Als «klar rechtswidrig» bezeichnet der parteilose Christian Sahli, Vize-Gemeindepräsident
von Meinisberg, die Baupläne des Kantons.
Die Opposition gegen den Standplatz fiele
wohl verhaltener aus, wenn dieser nicht explizit für ausländische Fahrende vorgesehen
wäre. Im Gegensatz dazu stehen fast alle anderen Plätze inländischen Jenischen offen, oft sogar ausschliesslich. Diese haben einen roten
Pass, sind als ethnische Minderheit anerkannt
und verfassungsmässig vor Diskriminierung
geschützt. Die Schweiz hat sich aber im Rahmen eines europäischen Abkommens verpflichtet, auch für durchreisende Fahrende aus
dem Ausland Standplätze bereitzustellen. Der
Platz in Meinisberg wäre schweizweit erst der
dritte, der für Ausländer vorgesehen ist.

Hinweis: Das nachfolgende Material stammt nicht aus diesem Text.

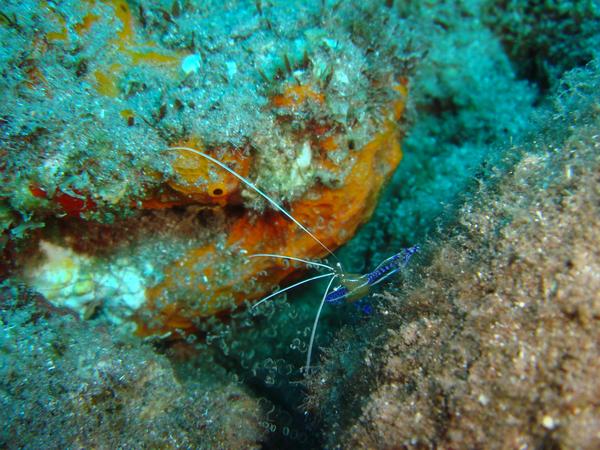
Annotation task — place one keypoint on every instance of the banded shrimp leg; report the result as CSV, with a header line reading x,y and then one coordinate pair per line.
x,y
333,272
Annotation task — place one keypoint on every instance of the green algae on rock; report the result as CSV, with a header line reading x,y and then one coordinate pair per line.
x,y
495,344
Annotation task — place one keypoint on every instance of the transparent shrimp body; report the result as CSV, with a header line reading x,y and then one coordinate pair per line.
x,y
351,287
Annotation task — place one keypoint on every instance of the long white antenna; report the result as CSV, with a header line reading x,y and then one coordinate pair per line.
x,y
314,331
256,189
305,261
299,283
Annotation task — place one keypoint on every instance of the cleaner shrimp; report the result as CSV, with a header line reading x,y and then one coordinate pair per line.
x,y
350,287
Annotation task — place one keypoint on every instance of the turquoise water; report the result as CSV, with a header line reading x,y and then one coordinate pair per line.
x,y
93,92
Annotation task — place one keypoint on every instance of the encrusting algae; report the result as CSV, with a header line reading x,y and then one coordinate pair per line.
x,y
332,214
297,106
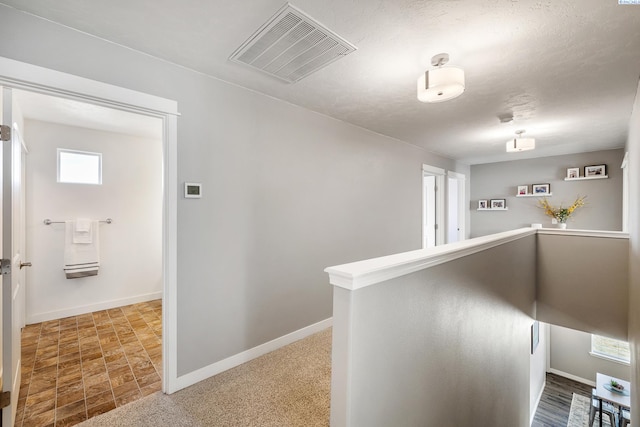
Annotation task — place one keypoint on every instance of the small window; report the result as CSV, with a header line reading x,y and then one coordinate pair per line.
x,y
79,167
610,348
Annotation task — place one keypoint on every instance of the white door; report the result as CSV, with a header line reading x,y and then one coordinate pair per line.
x,y
432,206
456,208
13,230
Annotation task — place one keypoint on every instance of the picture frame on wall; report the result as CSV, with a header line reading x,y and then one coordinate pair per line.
x,y
573,173
597,170
541,189
498,204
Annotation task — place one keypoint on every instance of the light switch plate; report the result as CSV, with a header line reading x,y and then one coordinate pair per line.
x,y
192,190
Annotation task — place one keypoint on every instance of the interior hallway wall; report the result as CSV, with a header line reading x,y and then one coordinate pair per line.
x,y
286,193
603,210
570,355
130,247
633,147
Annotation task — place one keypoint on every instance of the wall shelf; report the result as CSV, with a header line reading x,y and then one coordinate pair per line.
x,y
535,195
584,178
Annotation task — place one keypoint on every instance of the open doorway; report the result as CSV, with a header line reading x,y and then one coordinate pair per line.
x,y
91,343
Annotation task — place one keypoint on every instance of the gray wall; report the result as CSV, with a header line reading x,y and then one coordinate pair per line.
x,y
448,345
286,193
583,283
500,181
570,355
633,146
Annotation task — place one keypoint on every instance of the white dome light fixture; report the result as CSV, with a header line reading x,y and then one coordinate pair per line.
x,y
520,144
441,83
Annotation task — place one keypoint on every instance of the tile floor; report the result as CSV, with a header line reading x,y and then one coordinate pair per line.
x,y
78,367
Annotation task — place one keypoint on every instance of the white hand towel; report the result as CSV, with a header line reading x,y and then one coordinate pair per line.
x,y
81,259
82,231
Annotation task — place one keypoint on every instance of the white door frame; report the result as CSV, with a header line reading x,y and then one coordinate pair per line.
x,y
625,192
462,209
439,174
19,75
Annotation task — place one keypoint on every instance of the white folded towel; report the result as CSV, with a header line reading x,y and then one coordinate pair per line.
x,y
82,231
81,259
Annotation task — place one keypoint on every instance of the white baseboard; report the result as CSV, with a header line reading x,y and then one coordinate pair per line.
x,y
75,311
572,377
240,358
535,407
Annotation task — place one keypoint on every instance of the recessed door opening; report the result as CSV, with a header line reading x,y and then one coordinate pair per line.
x,y
90,344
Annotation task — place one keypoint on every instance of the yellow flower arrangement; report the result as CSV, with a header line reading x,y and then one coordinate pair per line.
x,y
560,213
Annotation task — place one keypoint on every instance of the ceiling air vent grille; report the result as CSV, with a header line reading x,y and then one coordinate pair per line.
x,y
291,45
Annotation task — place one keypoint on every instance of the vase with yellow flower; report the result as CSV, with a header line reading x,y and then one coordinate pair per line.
x,y
561,214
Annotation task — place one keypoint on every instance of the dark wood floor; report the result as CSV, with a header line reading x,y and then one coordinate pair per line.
x,y
553,410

«Wenn der Platz kommt, verkaufen wir unser Haus und ziehen weg», sagt Daniel Boulhaut. Er ist einer der beiden direkten Anwohner
des Terrains. Boulhaut droht, den Kanton haftbar zu machen, sollte er mit Verlust verkaufen
müssen. Er und seine Familie fürchten, dass
sich ihre Lebensqualität mit den neuen Nachbarn drastisch verschlechtern würde: «Lärm zu
allen Tages- und Nachtzeiten, überall Dreck
Erfahrungen, die die Einwohner mehrerer
Seeländer Gemeinden in diesem Sommer
gemacht haben, scheinen Boulhaut recht zu
geben. Eine Gruppe von Roma aus Frankreich
liess sich hintereinander an mehreren Orten
nieder. Fast überall führten ihr Auftreten und
ihre Hinterlassenschaft zu Wut bei den Anwohnern. Aus Sicht des zuständigen Regierungsrats Christoph Neuhaus (SVP) sind aber
gerade solche Vorkommnisse ein Argument
für den Bau des Standplatzes in Meinisberg.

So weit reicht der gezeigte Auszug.